The last category of fashion is unique to the humanities since there is no permanent unfashionable category in the physical sciences. In philosophy, though, most changes in fashion don’t take hold across the entire academy. Unfashionable pockets can persist in sub-disciplines and small departments, while the rest of the field moves on to new fascinations and tastemakers. Unfashionable philosophers are those who are judged by the majority of their peers to be ‘asking the wrong questions’. There is no expiration date on truth, to be sure, but in the field of philosophy there seems to be a limitation on how long certain questions may be asked in certain ways. Many of the fashionable philosophers from two or three generations ago are today considered unfashionable.
The gap between the fashionable and the unfashionable, though, is smaller than one might assume. Both fashionable and unfashionable philosophers tend to begin with rigorous readings of the foundational texts, but only those who find something ‘new and exciting’ or ‘long lost’ are welcomed into the fashionable camp.
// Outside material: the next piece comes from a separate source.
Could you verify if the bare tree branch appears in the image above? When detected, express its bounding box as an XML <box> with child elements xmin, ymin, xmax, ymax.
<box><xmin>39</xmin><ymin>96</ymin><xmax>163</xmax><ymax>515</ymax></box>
Philosophy is a capricious field, and if an idea isn’t new, it tends not to be fashionable.
With this taxonomy of philosophy in mind, one might make predictions about the sorts of philosophers and theories that will continue to be fashionable: those that display mastery of ‘the canon’ and encourage us to read and see with new eyes, or to ask new sorts of questions, will continue to be the toast of the academic community. Fashionable positions will continue to expand and be applied to a variety of topics until, after some time, they begin to be seen as ‘worn out’. Mass enthusiasm invariably wanes after so many conferences and books and imitations. Science changes, according to Kuhn, when a series of questions that cannot be answered satisfactorily within the dominant paradigm build up until a ‘break’ occurs and members of the profession embrace a new paradigm. Philosophy moves ‘forward’ when fashionable ideas become tiresome. Fashionable texts and ideas, then, must eventually become either foundational or unfashionable.
Fashion poses a danger to philosophy insofar as it encourages the myths of linear progress and novelty-as-validity. Philosophers are too willing to reward novelty, too attentive to reputations and legacies. Unfashionable philosophy, though, serves as something of an antidote, reminding us that even the most earnest enquiry might not yield novel answers. For academic philosophers, this is a dangerous possibility. In the academy, one must ‘publish or perish’, and few ‘prestigious’ journals show interest in publishing pieces on well-surveyed positions. Rapid changes in philosophical fashion thus seem to say more about us and the pressures exerted by our institutions than the content of any particular idea.